A medieval drama class staged three original student translations of the Passion Plays in a Cambridge church last night, including a re-enactment of the crucifixion of Christ.
The Passion Plays, which consist of The Buffeting, The Crucifixion and The Ressurection, were written in the 14th century and have never been translated from Middle English into "actable English" before, Crucifixion translator and director Christopher R. Agee '79 said yesterday.
English 125a, "Medieval and Tudor Drama," is the only graded Harvard course to include dramatic work. It may also give students a chance to get their translations published, David M. Staines, assistant professor of English, said last night.
Staines said he hopes to compile an anthology of 24 plays, including translations by himself, students, and William Alfred, Kenan Professor of English.

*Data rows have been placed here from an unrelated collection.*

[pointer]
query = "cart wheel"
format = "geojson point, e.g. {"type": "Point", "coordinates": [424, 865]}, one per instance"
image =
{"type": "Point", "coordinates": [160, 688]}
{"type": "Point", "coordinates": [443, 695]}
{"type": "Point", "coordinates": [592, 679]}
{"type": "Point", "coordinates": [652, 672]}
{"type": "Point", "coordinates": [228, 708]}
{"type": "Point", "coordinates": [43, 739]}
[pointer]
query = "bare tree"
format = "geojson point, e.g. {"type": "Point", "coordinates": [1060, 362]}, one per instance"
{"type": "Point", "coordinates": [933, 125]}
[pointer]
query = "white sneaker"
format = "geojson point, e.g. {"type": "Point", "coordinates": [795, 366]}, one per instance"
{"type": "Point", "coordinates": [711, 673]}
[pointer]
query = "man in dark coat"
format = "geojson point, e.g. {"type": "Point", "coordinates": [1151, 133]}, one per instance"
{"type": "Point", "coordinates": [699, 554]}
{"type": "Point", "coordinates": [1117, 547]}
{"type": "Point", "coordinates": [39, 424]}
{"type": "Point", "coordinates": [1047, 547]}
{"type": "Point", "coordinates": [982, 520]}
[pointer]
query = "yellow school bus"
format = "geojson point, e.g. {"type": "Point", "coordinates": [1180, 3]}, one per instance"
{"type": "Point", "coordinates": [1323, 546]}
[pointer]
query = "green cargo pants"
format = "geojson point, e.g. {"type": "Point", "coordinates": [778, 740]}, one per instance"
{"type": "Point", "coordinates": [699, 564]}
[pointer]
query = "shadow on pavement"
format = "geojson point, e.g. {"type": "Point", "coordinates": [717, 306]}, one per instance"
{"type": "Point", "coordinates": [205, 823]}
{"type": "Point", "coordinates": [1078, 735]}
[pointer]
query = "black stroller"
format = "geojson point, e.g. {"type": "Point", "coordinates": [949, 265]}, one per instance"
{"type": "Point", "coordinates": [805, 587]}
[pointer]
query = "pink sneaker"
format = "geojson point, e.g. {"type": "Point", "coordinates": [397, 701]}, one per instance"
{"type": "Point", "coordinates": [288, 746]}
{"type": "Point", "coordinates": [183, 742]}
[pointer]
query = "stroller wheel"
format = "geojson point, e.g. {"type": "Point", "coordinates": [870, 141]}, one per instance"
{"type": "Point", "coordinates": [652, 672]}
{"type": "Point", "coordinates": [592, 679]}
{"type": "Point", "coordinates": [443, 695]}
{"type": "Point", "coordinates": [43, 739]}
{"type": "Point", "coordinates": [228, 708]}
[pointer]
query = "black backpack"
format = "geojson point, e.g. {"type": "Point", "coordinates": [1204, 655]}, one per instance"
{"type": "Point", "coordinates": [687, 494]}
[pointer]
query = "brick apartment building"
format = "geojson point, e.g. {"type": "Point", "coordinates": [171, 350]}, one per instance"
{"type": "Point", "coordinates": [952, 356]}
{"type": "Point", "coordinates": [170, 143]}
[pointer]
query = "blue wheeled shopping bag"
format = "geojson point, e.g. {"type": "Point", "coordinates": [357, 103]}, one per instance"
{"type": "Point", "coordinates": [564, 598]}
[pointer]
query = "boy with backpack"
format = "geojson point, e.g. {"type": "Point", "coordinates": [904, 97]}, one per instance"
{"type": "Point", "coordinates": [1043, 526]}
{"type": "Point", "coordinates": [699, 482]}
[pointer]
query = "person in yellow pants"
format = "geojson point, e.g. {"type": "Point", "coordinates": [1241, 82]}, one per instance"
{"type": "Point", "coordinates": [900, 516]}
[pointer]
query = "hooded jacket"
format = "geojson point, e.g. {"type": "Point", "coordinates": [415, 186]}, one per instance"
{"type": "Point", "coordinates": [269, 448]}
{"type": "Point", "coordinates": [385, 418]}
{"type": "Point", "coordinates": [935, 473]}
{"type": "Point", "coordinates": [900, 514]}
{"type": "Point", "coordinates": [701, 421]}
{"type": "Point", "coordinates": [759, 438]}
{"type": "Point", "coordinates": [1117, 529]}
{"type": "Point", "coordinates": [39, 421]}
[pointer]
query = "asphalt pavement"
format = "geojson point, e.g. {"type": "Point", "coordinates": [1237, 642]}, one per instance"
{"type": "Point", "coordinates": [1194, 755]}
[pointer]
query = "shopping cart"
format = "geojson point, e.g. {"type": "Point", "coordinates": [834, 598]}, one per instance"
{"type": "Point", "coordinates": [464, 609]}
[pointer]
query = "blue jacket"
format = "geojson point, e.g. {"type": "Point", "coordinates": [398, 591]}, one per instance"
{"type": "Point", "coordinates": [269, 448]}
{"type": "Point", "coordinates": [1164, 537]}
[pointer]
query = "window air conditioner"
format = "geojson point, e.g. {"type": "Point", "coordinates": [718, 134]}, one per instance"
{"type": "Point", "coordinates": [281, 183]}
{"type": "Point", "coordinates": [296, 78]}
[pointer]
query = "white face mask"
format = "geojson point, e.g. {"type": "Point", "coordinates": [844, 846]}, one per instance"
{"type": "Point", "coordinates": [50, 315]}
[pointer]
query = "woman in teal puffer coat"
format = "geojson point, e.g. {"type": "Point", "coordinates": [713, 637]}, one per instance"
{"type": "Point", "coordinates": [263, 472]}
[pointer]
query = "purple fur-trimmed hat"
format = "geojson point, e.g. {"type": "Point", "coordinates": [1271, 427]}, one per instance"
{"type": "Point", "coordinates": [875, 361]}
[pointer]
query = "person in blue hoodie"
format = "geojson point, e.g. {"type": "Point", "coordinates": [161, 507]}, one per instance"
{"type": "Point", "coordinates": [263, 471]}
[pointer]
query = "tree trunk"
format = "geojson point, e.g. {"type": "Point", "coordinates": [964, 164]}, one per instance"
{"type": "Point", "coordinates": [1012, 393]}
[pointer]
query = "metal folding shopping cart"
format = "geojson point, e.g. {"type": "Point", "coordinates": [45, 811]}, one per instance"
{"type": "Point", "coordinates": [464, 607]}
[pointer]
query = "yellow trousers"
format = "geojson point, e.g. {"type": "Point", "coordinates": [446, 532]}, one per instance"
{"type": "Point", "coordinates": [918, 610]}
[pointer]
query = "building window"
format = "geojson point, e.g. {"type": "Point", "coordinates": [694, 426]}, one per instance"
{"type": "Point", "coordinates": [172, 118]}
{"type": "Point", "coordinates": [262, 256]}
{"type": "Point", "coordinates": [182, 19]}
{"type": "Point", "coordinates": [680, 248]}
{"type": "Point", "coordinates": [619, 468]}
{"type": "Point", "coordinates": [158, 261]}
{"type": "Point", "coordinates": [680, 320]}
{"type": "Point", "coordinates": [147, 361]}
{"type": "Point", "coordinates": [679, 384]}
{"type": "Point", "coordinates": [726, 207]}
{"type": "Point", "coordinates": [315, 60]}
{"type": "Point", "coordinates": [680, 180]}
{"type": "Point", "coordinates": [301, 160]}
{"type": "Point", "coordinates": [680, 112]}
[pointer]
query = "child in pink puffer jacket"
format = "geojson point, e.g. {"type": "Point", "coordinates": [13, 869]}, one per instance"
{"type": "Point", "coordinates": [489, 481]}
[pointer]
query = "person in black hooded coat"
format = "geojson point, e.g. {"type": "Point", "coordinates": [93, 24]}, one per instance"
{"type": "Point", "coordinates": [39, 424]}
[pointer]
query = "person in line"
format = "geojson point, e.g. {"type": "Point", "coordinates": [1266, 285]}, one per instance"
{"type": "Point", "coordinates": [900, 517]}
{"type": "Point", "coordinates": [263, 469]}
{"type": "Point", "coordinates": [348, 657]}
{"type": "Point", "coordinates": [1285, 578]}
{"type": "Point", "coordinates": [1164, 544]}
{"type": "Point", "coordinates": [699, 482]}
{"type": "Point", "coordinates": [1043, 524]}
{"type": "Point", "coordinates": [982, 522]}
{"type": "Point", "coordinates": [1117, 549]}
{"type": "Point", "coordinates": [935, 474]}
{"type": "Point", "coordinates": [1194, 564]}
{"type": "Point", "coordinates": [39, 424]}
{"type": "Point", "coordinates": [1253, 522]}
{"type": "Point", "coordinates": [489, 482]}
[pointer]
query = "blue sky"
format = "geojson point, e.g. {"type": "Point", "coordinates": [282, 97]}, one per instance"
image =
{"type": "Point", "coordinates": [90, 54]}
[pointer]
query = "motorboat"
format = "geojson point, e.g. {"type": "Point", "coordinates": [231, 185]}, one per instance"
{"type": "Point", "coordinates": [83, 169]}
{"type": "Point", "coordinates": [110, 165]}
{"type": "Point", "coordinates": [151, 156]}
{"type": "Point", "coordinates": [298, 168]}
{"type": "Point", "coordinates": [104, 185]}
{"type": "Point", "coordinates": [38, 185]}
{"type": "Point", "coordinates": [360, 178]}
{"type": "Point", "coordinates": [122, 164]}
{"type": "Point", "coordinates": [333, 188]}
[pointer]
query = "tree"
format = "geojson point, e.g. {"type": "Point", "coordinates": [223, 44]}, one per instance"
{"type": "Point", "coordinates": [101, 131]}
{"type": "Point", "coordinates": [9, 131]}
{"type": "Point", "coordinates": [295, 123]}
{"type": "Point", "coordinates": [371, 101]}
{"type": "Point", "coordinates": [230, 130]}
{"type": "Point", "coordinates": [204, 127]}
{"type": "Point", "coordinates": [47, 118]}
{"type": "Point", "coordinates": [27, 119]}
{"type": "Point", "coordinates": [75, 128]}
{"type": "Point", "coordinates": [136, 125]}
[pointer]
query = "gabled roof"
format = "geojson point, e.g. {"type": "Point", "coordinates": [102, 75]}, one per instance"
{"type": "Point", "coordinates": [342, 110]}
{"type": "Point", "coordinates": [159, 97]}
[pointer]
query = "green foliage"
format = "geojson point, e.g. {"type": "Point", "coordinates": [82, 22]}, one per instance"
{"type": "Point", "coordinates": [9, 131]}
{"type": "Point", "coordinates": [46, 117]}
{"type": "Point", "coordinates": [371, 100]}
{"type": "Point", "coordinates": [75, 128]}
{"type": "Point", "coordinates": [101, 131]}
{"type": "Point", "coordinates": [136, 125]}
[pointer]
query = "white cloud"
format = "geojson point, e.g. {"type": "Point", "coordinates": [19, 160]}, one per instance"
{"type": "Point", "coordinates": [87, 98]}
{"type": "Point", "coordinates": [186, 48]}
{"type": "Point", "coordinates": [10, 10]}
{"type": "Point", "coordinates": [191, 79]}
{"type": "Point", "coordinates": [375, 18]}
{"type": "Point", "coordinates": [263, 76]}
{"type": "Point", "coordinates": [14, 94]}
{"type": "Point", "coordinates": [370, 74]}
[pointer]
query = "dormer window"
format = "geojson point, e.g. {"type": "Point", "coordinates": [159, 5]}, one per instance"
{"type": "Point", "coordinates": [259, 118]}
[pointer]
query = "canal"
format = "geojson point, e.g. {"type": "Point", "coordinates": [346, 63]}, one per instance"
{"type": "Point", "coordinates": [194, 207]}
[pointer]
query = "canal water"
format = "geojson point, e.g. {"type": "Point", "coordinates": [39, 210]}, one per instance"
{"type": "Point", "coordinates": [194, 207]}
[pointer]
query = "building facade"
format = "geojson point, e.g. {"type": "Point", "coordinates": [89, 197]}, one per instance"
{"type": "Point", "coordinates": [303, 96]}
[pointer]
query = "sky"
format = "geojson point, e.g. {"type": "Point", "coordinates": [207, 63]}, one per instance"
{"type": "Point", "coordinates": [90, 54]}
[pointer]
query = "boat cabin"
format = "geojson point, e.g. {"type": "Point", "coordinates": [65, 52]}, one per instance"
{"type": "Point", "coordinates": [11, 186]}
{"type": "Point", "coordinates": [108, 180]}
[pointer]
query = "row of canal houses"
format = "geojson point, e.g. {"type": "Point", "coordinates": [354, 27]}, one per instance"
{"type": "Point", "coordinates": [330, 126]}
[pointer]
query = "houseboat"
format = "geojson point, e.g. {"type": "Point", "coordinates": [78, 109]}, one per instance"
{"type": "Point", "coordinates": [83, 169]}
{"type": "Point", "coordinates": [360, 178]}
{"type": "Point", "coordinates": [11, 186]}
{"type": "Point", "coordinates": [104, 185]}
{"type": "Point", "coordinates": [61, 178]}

According to Staines, a translation of the Buffeting by Andrew Cadiff '77 and Anne Montgomery '74 will be used in a new series on Medieval drama to be televised on the Public Broadcasting System next month.
Production of the plays was made possible by a $900 grant from the Office of the Arts. Costuming for the production is lavish, and St. John's Episcopal Church on Brattle Street is used as an appropriate backdrop for the plays' subject matter.
Surprisingly, the plays are very funny in parts. Montgomery called the plays "black comedy." They were originally written for peasants to watch at all-day folk festivals, and were generally acted by amateurs.
Montgomery said that the purpose of the class was to see what it was really like to produce such plays in Medieval England. The students' translations maintained the same rhyme scheme and meter of the original language.
The pace of the performance is slower than most students are used to since they were meant to be performed in front of crowds who talked, ate and watched simultaneously.